The river seemed to grow noisier as it fell, chafing against obstacles which it had hitherto overflowed, and listen as one might we could make out nothing but its sullen roar. I told Hinge what I had noticed about the stream, and with a few words to my companions I rode until the noise of rushing water was no longer oppressive to the ear, and listened with all my might. I heard a thousand distant-seeming noises, which had in them no reality—shoutings and stealthy whispers, the thud and jingle of cantering troops of horse, lonely far-away footfalls, all manner of phantom sounds. Suddenly, in the midst of these illusions, my heart stood still for a mere half-beat at a noise which I knew in an instant to be real. A troop of cavalry at a gallop crossed the wooden bridge which spanned the river a couple of miles away. It sounded like a peal of thunder, but I knew what it meant well enough. The pursuers would be ahead of us, and every pass and pathway would be threaded, and guards would be everywhere.

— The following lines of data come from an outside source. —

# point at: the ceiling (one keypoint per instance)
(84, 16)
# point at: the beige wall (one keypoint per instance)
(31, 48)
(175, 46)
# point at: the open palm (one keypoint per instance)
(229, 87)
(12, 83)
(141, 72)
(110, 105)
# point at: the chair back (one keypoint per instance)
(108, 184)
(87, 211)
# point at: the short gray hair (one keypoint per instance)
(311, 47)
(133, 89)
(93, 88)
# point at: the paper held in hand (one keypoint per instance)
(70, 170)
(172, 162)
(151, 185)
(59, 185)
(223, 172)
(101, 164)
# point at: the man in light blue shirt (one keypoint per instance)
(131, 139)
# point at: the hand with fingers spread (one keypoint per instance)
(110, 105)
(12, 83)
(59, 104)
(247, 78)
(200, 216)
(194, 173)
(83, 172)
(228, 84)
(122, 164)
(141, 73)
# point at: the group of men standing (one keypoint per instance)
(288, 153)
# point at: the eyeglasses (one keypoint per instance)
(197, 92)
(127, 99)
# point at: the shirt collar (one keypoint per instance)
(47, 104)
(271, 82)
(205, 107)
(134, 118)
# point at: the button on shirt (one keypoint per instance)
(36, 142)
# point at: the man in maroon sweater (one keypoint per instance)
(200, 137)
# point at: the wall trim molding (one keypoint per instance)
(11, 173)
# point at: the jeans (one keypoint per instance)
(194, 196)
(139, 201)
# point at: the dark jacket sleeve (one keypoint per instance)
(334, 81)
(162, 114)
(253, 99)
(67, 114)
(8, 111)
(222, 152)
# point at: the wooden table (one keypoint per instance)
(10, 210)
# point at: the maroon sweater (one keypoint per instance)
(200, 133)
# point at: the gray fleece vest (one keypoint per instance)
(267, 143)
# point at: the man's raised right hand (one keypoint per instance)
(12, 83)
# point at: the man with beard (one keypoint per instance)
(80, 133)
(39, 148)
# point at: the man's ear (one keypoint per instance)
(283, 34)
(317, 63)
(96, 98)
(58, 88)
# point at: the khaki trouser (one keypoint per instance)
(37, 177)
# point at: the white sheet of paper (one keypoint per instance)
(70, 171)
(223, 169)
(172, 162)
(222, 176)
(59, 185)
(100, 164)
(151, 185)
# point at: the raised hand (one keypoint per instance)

Half an hour passed away without bringing anything further, and I rode back to the ford. All three of my companions were watching it with an absorbed and gloomy interest, and the rock by which I marked the fall of the stream stood a clear three feet above its surface.
“Let us try it now,” I counselled, and was heading my horse at the water, when Hinge interposed.
“What's the depth, sir?” he called out to me.
“About two feet,” I answered.
“Then I shall wade,” said Hinge. “It 'll give the hoss more confidence, and I'll back leather against iron for a foothold.”
I saw the force of his advice, and, dismounting, I stepped cautiously down into the stream. At first the rush of water carried me off my legs, and if it had not been that I had firm hold of the reins, and that my horse still stood on dry land, my share in the enterprise would in all probability have been then and there over. As it was I succeeded in regaining a foothold; but though the stream reached only to mid-thigh, it swept along with such violence that I had all my work cut out to stand against it. My horse, encouraged by hand and voice, came tremblingly after me, and the others followed. The stiffest bit of all the crossing lay at the point where the rush of water diverted by the rock caught us, and here we were at the deepest. This spot once passed we were under partial shelter, and from the centre of the stream the bank rose so rapidly that in half a dozen yards we were scarcely knee deep. We gained the farther bank and remounted, and then I called a council of war.
“I have already gone over the ground we shall have to travel,” I began, “and we ought to be within three hours of safety. But the alarm has been given, and we shall find every pass guarded. What is to be done?”
“Sir,” said the count, “I have no claim upon you or your companions. I thank you from my heart for your brave attempt in my behalf. But the fates are against us. For my own part, I counsel that we resign the struggle, and that you do your best to cross the frontier singly. I shall not be taken alive.”